Research explores dynamics of online networking
Birds of a feather flock together, in cyberspace.
At least thats what Dr. Cuihua (Cindy) Shen, assistant professor of Emerging Media and Communication at UT Dallas, has shown in a research article published in the journal First Monday.
Examining an online community using social network analysis, Shen tested the social drivers that shaped the collaboration dynamics among a group of users from SourceForge, the largest open source community on the Web.
Who Connects with Whom? A Social Network Analysis of an Online Open Source Software Community co-written by Peter Monge shows that users in online communities choose which users to interact with, and that their choices reveal the motivations and processes that create collective networks.
Taken together, we found that accomplished developers tend to connect with other accomplished developers, essentially forming an elitist circle in the OSS (open source software) community.
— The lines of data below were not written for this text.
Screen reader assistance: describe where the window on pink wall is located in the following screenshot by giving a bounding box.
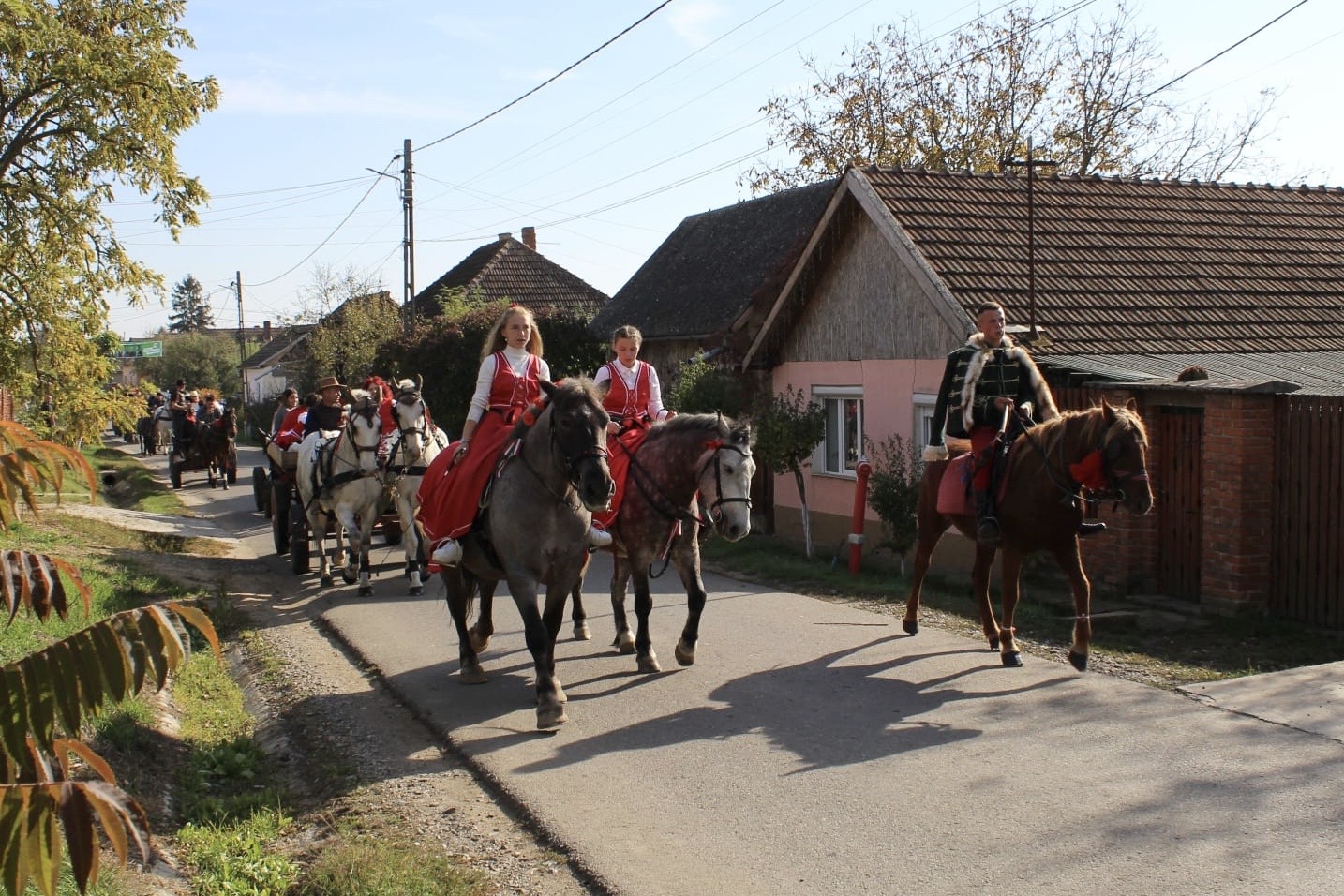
[812,385,864,477]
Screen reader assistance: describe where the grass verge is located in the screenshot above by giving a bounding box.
[702,534,1344,688]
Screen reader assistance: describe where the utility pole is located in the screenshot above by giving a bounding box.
[402,137,415,333]
[1004,137,1059,342]
[234,272,247,416]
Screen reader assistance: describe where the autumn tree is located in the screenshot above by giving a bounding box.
[168,274,215,333]
[743,4,1274,193]
[0,0,217,441]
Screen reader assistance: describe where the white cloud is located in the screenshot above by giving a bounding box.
[666,0,727,47]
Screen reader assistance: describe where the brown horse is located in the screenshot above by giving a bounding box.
[196,407,238,489]
[902,399,1153,672]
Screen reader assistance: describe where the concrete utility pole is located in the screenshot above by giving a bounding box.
[234,272,247,411]
[402,137,415,333]
[1004,137,1059,342]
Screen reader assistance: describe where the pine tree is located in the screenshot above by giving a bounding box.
[168,274,215,333]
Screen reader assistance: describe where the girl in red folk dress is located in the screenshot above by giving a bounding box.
[418,305,611,565]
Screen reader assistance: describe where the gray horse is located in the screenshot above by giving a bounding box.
[441,379,614,729]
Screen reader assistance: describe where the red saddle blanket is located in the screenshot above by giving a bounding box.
[592,426,650,530]
[938,444,1018,515]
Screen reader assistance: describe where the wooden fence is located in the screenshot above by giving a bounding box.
[1270,395,1344,630]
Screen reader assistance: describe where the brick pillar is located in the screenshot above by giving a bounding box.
[1201,393,1274,611]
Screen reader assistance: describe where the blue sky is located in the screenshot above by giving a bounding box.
[111,0,1344,338]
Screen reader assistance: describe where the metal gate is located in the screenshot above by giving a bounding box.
[1152,406,1204,601]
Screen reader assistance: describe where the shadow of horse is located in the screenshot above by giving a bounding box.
[902,399,1153,672]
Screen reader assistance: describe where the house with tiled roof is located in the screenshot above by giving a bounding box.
[411,227,607,319]
[741,168,1344,627]
[589,177,840,379]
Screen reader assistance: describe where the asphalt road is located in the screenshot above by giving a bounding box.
[151,450,1344,896]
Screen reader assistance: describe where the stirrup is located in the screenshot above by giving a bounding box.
[428,539,462,567]
[1078,520,1106,539]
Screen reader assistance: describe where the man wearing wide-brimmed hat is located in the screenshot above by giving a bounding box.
[304,376,346,438]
By contrast, it is more difficult for less successful developers to establish collaborative relations, and even if they do, they tend to connect with others who have a similar lower level of performance and experience, Shen writes in the article.
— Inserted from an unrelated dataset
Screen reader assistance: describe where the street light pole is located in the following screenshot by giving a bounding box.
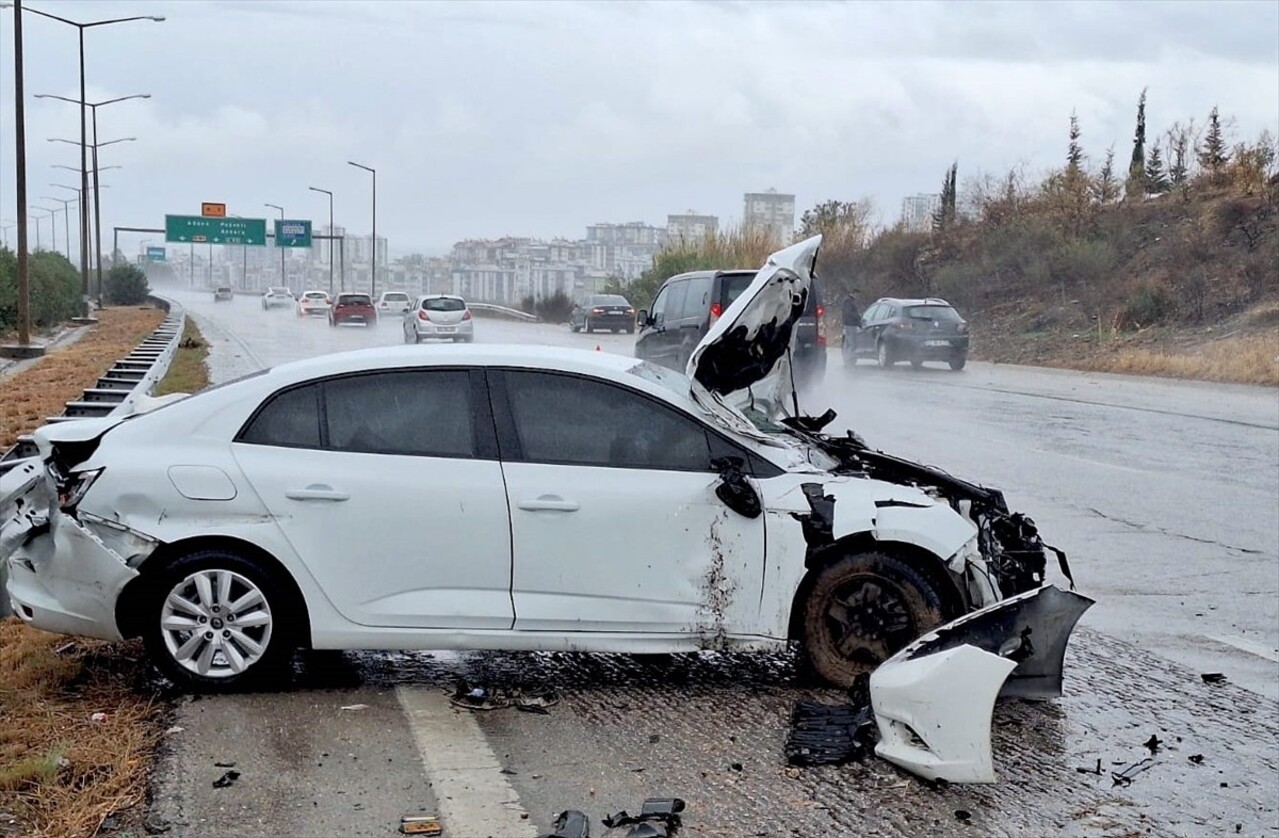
[262,203,289,285]
[14,8,164,315]
[307,187,334,297]
[347,160,377,297]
OSS refers to computer software products that permit users to study, change, improve and re-distribute the software. This process is different from the traditional and proprietary model of software development, and it allows developers to establish social relations by collaborating in software project teams.
Developers who are working or have worked on the same project are linked to each other thereby creating collaboration networks, Shen said of OSS communities.
By conceptualizing an online community as a network of participants and examining the formation of social ties, this research demonstrates that social network analysis can be a useful approach to studying the dynamics of online social systems.
Shen hopes the article will lead to new discoveries in her field: Testing and comparing network formation mechanisms in online social networks across different domains will open new avenues for understanding the social and collaborative dynamics in contemporary networked media environments.